The “Songs of the Art Catholic” anticipate DGR's early Pre-Raphaelite paintings and drawings, especially the Marian works, as well as the related stories and poems. This entire body of materials, which includes the translations of Dante and his circle, is of first importance for understanding DGR's programmatic attitude toward his work. In this initial, and defining, stage, DGR was articulating an historicist aesthetic along Poe's and Browning's lines. Unlike those precursors, however, DGR was aiming for a sacramental art in the strictest sense—i.e., an art which, when practised, would generate sacred consequences. Like Scott (and his father Gabriele), DGR was a completely secular man. But like Ruskin and Morris, he felt keenly the spiritual emptiness of his age, and of the art and poetry of his age. He was interested in “the Art Catholic” not as a means to recover its institutional or sacerdotal set of forms, but as the (historical) site and example of a living, sacred art.
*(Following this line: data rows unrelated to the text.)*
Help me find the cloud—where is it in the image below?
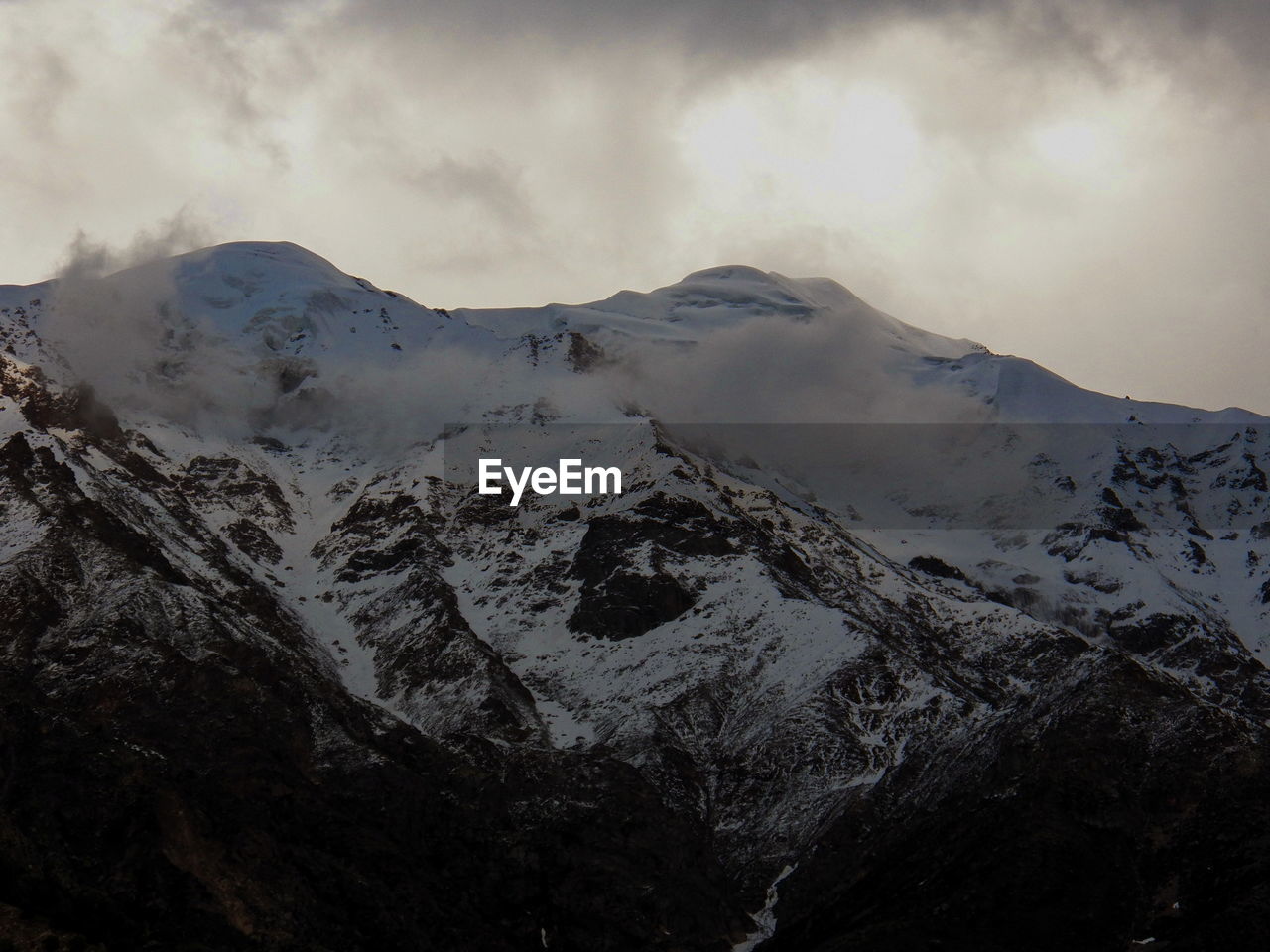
[0,0,1270,410]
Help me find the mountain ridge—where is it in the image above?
[0,245,1270,952]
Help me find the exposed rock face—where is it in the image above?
[0,246,1270,952]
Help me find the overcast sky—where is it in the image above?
[0,0,1270,413]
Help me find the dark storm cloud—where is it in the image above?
[192,0,1270,79]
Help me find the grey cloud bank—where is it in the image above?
[0,0,1270,412]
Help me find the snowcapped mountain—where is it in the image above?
[0,242,1270,951]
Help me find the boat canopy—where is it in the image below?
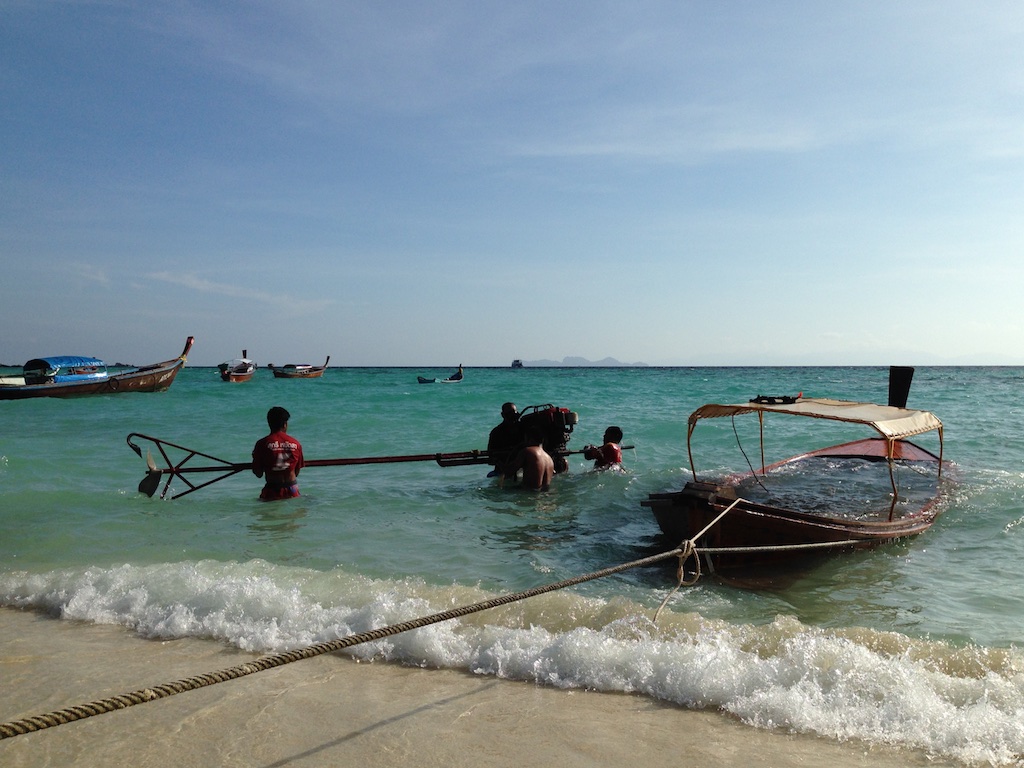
[688,397,942,440]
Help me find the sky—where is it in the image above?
[0,0,1024,368]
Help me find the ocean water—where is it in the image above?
[0,367,1024,764]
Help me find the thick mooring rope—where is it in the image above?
[0,548,682,738]
[0,499,880,739]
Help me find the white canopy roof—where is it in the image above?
[688,397,942,440]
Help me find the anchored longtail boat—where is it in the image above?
[267,354,331,379]
[217,349,256,382]
[641,370,944,583]
[0,336,195,400]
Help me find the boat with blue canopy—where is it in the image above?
[0,336,195,400]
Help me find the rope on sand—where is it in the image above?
[0,549,680,739]
[0,499,872,739]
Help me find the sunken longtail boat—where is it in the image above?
[0,336,195,400]
[267,354,331,379]
[641,369,948,586]
[217,349,256,383]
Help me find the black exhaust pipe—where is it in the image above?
[889,366,913,408]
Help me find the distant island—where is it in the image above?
[522,357,647,368]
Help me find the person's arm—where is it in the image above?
[253,442,263,477]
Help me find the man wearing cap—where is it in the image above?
[487,402,523,477]
[253,406,305,502]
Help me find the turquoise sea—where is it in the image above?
[0,367,1024,765]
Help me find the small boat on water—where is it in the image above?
[217,349,256,382]
[267,354,331,379]
[641,369,948,586]
[416,362,463,384]
[0,336,195,400]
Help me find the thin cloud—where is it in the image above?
[150,272,333,314]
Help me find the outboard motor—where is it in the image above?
[889,366,913,408]
[519,402,580,472]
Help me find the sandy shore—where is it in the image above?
[0,608,953,768]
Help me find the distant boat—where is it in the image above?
[0,336,196,400]
[416,364,463,384]
[217,349,256,382]
[267,354,331,379]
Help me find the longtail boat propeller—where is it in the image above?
[127,432,633,499]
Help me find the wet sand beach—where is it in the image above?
[0,608,955,768]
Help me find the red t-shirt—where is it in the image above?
[253,432,305,476]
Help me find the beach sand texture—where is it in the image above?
[0,608,955,768]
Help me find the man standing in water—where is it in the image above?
[487,402,522,477]
[253,406,305,502]
[509,429,555,490]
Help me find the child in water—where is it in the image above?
[583,427,623,469]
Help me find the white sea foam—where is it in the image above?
[0,561,1024,764]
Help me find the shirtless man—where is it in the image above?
[513,430,555,490]
[253,406,305,502]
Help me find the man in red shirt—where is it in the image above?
[253,406,305,502]
[583,427,623,469]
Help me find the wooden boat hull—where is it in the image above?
[268,355,331,379]
[0,336,195,400]
[220,371,256,384]
[641,439,939,581]
[217,349,256,384]
[273,368,324,379]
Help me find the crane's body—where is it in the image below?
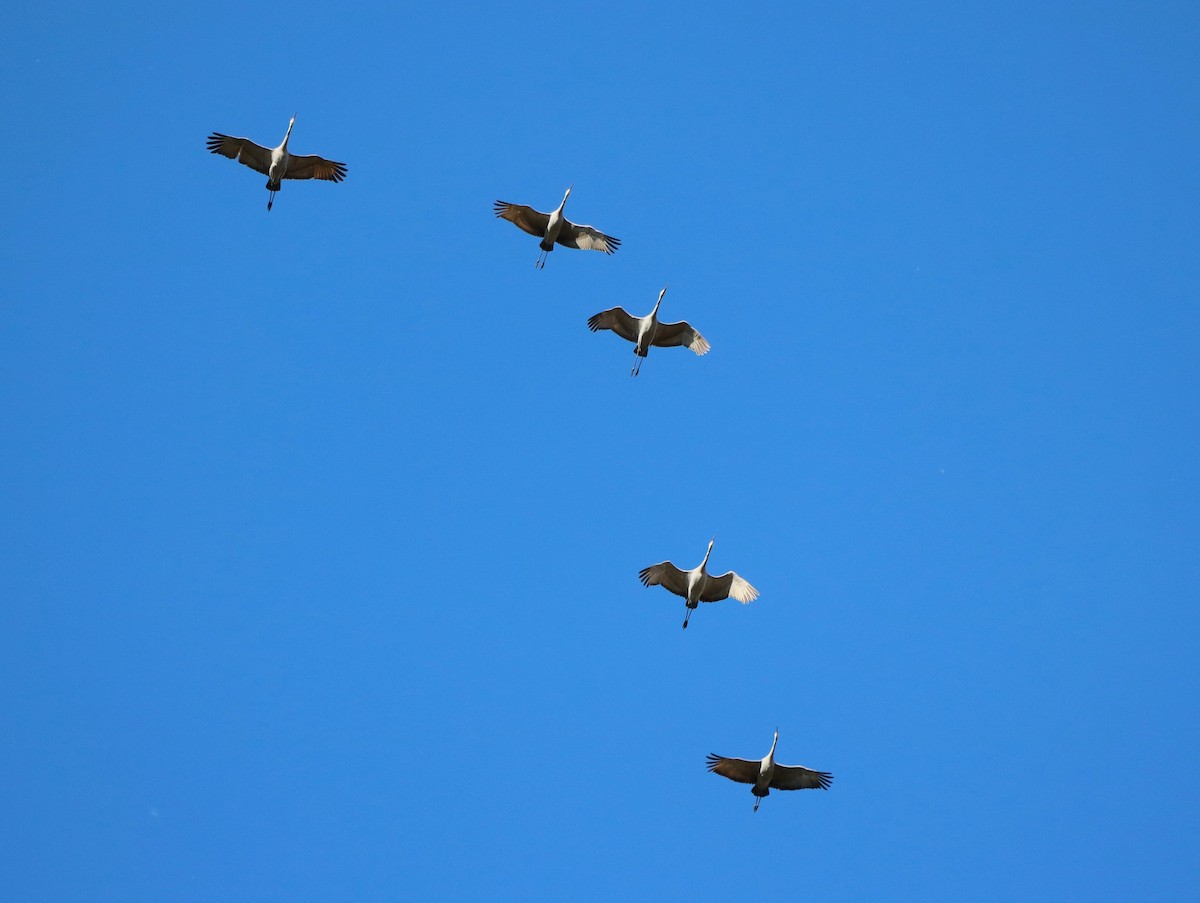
[588,286,712,376]
[493,186,620,268]
[637,537,758,630]
[708,730,833,812]
[208,116,346,210]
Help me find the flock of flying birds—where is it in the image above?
[208,116,833,812]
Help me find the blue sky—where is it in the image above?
[0,2,1200,901]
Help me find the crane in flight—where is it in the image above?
[637,536,758,630]
[208,116,346,211]
[588,286,712,376]
[708,730,833,812]
[493,185,620,268]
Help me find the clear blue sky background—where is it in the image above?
[0,1,1200,902]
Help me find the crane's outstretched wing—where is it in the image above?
[770,763,833,790]
[588,307,637,342]
[652,323,712,354]
[283,154,346,181]
[556,217,620,253]
[637,561,688,598]
[700,570,758,605]
[493,201,550,238]
[708,753,758,787]
[208,132,271,175]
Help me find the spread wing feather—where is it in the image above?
[492,201,550,238]
[208,132,271,175]
[652,323,712,354]
[637,561,688,598]
[588,307,637,342]
[770,763,833,790]
[708,753,758,787]
[700,570,758,605]
[283,154,346,181]
[556,217,620,253]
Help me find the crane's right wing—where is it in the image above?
[556,219,620,253]
[770,763,833,790]
[654,323,712,354]
[283,154,346,181]
[588,307,637,342]
[700,570,758,605]
[637,561,688,598]
[492,201,550,238]
[208,132,271,175]
[708,753,762,784]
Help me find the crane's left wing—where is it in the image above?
[588,307,637,342]
[700,570,758,605]
[708,753,758,787]
[556,220,620,253]
[492,201,550,238]
[653,323,712,354]
[770,763,833,790]
[208,132,271,175]
[283,154,346,181]
[637,561,688,598]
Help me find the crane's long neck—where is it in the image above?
[650,288,667,321]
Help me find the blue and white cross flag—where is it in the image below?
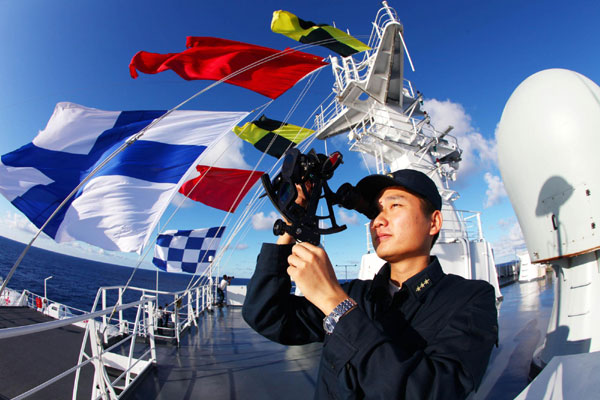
[0,103,248,253]
[152,226,225,274]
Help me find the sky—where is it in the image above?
[0,0,600,278]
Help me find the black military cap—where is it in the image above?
[356,169,442,219]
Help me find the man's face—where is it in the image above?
[370,187,432,262]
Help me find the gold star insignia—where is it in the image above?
[416,278,431,292]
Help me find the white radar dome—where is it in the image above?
[497,69,600,262]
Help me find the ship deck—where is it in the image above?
[0,275,554,400]
[128,307,321,400]
[130,275,554,400]
[0,307,94,399]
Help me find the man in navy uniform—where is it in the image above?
[243,169,498,399]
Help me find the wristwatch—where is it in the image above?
[323,297,356,335]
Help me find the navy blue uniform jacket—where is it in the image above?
[243,243,498,399]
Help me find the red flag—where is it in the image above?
[179,165,263,212]
[129,36,327,99]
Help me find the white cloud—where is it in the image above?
[338,208,358,225]
[0,211,38,235]
[492,220,526,263]
[483,172,506,208]
[423,99,498,179]
[252,211,279,231]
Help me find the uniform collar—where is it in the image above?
[371,256,444,301]
[402,256,444,301]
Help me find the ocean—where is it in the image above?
[0,236,248,311]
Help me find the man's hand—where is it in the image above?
[287,242,348,315]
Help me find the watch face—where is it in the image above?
[323,316,335,333]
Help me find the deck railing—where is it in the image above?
[92,285,213,344]
[0,298,156,400]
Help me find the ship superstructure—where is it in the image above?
[316,2,501,298]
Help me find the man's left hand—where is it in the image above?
[287,242,348,315]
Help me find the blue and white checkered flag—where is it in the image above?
[152,226,225,273]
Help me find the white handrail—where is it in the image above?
[0,300,150,340]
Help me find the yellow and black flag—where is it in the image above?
[271,10,371,57]
[233,115,315,158]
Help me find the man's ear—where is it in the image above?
[429,210,443,236]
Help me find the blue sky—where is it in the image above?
[0,0,600,277]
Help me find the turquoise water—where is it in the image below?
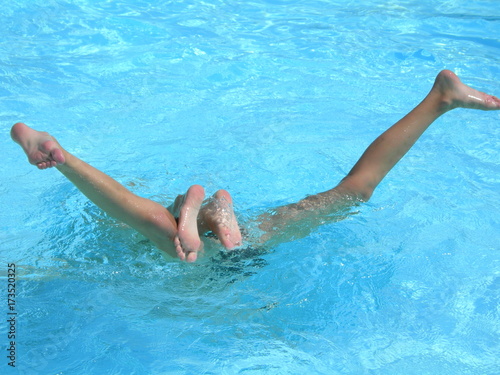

Textual History: Composition
The known works were written in 1847, but an extensive corpus of probable works, and related materials, extends out from that year. When DGR abandoned the project for the program of early Pre-Raphaelitism, the materials that had formed parts of the “Songs of the Art Catholic” were redistributed into fresh forms—most notably the “Sonnets for Pictures”, which were first printed (in The Germ) through the same inspiration that created the “Songs of the Art Catholic”
Printing History
The “Songs of the Art Catholic” never went beyond their manuscript existence. DGR seems to have gathered them together in a manuscript book that he sent to William Bell Scott late in 1847 (it may have been late in 1848).
Pictorial
At the time DGR was constructing this body of work he was beginning his study of the early Italian painters. This study would not become serious, however, until 1848-1849 when DGR came under the tutelage of Ford Madox Brown and William Holman Hunt. DGR's dissatisfaction with the Royal Academy and its historical approach to art was, however, well developed in 1847, and had been energized early in the year when he discovered the work of William Blake.
Historical
As William Bell Scott observed (see Autobiographical Notes, 245-246 ), these works testify to the impact that the Tractarian Movement was having in England at the time. DGR's mother and sisters were heavily influenced by it, and the secularist DGR plundered its urgencies for his own purposes. One of the direct descendants of the Songs of the Art Catholic, the “Songs of One Household” project that DGR initiated and then abandoned, underscores the contemporaneity of this project: the one “Household” song that DGR printed was the erstwhile “Art Catholic” piece “My Sister's Sleep” (published in The Germ no. 1).
Literary
DGR's earliest literary influences were old romances and ballads, as well as the poetry of Dante and his circle. The sacred elements in all such work, even the most secular forms of it, made a strong and lasting impression of DGR's aesthetic attitudes. Also important at this time was the work of Poe and, beginning in 1847, of Browning.